Les avantages de l’insetting pour l’entreprise

En compensant son empreinte carbone via l’insetting, une entreprise s’inscrit dans un modèle d’économie durable et renforce sa politique climatique. L’insetting s’ajoute aux efforts de réduction de l’empreinte carbone au sein de l’organisation et l’entreprise peut tout à fait, en parallèle, financer des projets d’offsetting éloignés de sa chaîne de valeur mais tout aussi bénéfiques. 

L’insetting offre une gestion durable de la chaîne de valeur, tout en impliquant et sensibilisant les partenaires de l’entreprise. C’est également un moyen de construire des valeurs solides et positives autour de la préservation de l’environnement et de communiquer sur son engagement dans le développement durable et la neutralité carbone.

Les obligations des entreprises en matière de compensation carbone

L’offsetting et l’insetting font partie de la comptabilité carbone des entreprises.

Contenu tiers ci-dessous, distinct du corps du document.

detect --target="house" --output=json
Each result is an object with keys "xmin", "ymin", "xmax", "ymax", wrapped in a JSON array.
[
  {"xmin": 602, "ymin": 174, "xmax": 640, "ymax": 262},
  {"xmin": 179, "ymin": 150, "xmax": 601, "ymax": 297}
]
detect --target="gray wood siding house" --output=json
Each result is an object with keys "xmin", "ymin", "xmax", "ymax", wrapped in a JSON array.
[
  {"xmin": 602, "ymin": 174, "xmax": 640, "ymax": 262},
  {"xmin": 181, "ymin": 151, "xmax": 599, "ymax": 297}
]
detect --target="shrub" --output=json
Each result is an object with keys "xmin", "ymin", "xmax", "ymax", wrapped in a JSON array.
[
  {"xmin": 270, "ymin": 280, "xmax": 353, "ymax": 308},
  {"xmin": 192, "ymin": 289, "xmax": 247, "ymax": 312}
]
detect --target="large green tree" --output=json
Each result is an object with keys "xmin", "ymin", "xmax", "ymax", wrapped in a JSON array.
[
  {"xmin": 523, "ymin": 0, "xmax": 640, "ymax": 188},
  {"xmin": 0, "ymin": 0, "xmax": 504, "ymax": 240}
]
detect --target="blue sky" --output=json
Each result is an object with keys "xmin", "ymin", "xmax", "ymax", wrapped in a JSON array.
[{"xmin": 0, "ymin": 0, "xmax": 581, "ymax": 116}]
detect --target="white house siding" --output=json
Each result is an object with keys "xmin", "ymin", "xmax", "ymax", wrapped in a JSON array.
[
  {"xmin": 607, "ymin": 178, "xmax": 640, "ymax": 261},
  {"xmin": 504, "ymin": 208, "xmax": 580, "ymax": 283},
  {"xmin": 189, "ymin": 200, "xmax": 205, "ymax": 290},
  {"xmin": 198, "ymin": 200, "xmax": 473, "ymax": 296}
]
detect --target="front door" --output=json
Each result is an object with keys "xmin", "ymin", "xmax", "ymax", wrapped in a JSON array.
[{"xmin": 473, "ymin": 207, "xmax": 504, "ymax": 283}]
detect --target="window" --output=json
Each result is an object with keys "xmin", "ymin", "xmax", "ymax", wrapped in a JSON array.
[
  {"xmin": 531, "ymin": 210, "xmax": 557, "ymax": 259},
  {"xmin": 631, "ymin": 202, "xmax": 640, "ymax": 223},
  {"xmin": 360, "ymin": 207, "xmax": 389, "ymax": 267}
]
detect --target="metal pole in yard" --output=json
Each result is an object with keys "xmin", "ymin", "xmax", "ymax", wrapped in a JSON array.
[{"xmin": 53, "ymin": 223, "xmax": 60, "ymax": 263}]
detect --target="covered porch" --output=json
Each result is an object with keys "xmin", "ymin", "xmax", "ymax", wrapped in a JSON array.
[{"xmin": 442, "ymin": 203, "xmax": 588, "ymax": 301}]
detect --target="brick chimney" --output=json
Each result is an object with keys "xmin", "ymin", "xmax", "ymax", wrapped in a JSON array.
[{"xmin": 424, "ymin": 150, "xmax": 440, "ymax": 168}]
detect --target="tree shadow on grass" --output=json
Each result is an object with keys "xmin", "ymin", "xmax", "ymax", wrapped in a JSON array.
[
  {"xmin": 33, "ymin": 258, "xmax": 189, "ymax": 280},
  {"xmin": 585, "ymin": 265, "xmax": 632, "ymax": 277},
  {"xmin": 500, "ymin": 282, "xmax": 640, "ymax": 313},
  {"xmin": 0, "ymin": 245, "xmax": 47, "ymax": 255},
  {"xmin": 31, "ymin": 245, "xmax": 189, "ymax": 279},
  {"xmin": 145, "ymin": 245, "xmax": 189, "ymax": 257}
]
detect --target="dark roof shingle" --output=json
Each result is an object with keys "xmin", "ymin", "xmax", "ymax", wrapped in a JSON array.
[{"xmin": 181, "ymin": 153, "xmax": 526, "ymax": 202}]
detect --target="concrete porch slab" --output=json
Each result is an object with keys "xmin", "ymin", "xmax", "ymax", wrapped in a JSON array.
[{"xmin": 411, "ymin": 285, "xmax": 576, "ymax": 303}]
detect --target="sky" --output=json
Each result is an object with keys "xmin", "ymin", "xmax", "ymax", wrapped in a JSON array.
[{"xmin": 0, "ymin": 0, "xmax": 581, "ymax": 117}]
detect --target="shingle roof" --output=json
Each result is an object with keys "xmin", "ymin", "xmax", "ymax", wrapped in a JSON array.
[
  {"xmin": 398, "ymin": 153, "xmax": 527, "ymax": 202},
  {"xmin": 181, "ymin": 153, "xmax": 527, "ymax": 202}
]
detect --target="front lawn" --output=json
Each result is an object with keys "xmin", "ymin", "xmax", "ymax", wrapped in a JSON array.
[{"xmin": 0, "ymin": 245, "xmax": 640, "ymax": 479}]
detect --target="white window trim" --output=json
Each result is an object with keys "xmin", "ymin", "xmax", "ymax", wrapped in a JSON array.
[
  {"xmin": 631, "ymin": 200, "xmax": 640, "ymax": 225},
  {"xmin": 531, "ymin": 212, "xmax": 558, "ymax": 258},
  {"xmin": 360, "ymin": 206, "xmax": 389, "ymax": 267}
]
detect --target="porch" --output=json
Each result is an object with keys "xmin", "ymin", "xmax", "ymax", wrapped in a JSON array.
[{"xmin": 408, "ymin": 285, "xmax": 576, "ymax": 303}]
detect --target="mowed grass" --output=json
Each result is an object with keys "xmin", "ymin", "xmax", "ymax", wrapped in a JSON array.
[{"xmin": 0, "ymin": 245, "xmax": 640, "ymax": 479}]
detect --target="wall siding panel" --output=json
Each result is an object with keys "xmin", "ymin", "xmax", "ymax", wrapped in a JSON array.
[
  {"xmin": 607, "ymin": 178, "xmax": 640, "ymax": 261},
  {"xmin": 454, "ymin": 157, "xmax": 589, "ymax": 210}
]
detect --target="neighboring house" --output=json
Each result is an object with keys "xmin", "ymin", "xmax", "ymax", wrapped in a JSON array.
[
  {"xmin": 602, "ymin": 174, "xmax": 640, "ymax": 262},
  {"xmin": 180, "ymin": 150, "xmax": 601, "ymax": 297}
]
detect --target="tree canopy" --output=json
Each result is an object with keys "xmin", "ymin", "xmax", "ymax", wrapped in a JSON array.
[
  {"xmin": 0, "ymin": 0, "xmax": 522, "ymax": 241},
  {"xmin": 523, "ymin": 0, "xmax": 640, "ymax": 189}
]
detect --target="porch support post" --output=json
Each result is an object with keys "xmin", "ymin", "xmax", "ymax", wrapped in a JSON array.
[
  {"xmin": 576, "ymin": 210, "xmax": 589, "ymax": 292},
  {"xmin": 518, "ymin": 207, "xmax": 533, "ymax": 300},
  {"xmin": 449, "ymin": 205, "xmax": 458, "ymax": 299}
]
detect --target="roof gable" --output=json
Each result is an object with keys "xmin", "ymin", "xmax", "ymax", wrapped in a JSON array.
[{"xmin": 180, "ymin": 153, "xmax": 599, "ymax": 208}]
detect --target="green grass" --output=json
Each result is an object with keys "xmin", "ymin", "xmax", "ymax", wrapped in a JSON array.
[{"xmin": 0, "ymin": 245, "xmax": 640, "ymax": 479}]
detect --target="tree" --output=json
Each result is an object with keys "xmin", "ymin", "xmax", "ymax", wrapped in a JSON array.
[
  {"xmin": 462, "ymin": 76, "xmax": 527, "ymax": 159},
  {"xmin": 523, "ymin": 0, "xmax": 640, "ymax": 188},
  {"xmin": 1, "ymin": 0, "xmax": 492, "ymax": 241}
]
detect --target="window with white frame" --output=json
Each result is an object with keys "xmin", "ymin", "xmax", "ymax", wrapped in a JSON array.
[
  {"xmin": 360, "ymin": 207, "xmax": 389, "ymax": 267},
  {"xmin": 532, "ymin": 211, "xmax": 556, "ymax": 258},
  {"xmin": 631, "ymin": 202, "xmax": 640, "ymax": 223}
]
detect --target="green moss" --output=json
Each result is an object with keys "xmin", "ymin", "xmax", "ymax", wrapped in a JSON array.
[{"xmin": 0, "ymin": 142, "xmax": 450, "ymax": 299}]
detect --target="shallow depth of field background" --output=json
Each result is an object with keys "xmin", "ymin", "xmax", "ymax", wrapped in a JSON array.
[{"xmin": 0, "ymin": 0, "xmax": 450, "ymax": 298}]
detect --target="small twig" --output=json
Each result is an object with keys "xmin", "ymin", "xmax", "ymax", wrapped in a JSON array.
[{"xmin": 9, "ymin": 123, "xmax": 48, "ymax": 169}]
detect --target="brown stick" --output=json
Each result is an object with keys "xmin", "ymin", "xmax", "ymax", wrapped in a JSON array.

Ce terme désigne les méthodes utilisées pour évaluer la quantité équivalente en CO2 des émissions de GES d’une activité. Une organisation doit utiliser des outils réglementaires afin de quantifier ses émissions et de mettre en place des stratégies de réduction ou de compensation carbone

Le cadre réglementaire européen de l’offsetting et de l’insetting

La compensation carbone est encadrée par des réglementations et des référentiels au niveau européen. Le Greenhouse gas protocol (GHG Protocol) est le référentiel de comptabilité carbone international pour la mesure et la gestion des émissions de GES. Le GHG Protocol soutient les entreprises et les organisations (gouvernements, collectivités territoriales) dans la réduction de leur empreinte carbone et repose sur 7 standards, dont certains relatifs à la compensation carbone, comme le standard « corporate value chain », qui évalue l’impact des émissions de la chaîne de valeur d’une entreprise afin d’identifier et prioriser les réductions d’émissions.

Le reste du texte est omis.